Grodek
Co-production with the Salzburg Mozarteum University,
Department of Acting, Direction, Stage Design World premiereABOUT THE PRODUCTION
August 1914. The outbreak of war is celebrated enthusiastically. To many it appears as a cleansing shower heralding a new age. This is the view of the young Maximilian Roth who volunteers for military service. He is in his second year studying trombone at the Mozarteum. Twentytwo years old. The same age as many current Mozarteum students. Maximilian is injured, loses a leg and returns to Salzburg in November 1916 in more sober mood. How will he deal with this experience? What course will the rest of his life take?
August 1914 fundamentally changes the life of not only Maximilian Roth. For an entire generation the beginning of the war marks a formative point in their biography. Practically nothing will remain as it was before. This is true not only of the soldiers. Noone could escape from ‘the formative catastrophe of the 20th century’.
8th August 2014, the day of the premiere, is 36,566 days after shots were fired at Sarajevo. To mark this occasion a group of young actors, directors and designers who are current Mozarteum students, working here under the mentorship of Hans-Werner Kroesinger, invite us to join them on an expedition into the past. In a performance installation taking place in a number of spaces including the former Franz Josef Barracks and the Theater im KunstQuartier, they present a panorama of the generation of men and women from Salzburg who were the age they are now in 1914. They could have been their great-grandparents.
The evening looks beyond well-established historical facts to offer insights into the hopes, wishes, fears and disappointments of a whole series of less familiar historical figures; a young brewer, the heir to a sweet shop, music students, an aspiring priest and many others. The young artists will investigate diverse aspects of the topic both individually and in groups over a period of 15 months, realising a range of projects from monologues to installations to acoustic experiences. This is an attempt to reconstruct a space for emotional experience from a distant time, one which with which we hardly have contact any more.

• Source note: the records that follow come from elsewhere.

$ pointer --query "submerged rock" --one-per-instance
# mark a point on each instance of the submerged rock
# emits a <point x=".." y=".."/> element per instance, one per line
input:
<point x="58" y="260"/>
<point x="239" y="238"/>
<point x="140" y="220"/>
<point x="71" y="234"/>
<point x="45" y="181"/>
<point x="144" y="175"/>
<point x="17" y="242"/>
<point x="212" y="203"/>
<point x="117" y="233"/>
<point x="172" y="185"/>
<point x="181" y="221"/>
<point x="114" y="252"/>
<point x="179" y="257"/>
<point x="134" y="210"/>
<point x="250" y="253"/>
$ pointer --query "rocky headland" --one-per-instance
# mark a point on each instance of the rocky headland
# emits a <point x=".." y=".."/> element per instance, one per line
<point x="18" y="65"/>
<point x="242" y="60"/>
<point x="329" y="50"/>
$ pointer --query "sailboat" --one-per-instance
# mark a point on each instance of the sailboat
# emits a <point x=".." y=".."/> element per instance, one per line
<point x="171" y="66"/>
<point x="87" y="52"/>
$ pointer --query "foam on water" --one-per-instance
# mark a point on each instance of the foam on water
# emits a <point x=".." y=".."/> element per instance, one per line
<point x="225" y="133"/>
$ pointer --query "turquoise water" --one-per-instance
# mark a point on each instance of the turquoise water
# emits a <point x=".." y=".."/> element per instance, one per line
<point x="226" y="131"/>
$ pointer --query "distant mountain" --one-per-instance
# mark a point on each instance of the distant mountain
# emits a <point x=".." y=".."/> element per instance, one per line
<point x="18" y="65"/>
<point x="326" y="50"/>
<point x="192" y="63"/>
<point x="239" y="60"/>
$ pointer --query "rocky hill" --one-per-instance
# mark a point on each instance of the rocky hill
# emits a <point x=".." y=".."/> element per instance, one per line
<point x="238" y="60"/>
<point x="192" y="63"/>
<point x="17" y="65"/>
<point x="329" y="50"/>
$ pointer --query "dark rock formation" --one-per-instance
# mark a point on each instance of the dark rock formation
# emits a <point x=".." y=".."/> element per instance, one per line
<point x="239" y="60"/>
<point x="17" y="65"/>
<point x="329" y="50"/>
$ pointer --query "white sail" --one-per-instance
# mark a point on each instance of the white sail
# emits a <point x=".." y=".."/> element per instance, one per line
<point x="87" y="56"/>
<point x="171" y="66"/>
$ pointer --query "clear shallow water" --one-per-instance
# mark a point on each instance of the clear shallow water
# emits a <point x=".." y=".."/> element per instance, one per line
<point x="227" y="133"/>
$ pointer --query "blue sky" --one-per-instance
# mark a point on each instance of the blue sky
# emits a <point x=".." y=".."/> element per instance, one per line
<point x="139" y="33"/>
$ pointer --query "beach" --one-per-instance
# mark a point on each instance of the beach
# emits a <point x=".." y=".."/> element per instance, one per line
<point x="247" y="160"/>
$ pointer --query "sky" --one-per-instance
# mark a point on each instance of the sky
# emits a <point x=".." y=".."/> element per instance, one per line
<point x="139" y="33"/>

Hans-Werner Kroesinger is one of Germany’s leading documentary theatremakers. With works such as Kindertransporte, Rwanda Revisited, Blackwater, Darfur – Mission Incomplete and Failed States – Somalia, he has been invited to numerous international festivals including Impulse and Politik im Freien Theater. He is currently working with Regine Dura on Battlefield Memory, a project concerning the events of 1914 in Belgrade, Sarajevo and Istanbul commissioned by the Goethe Institut.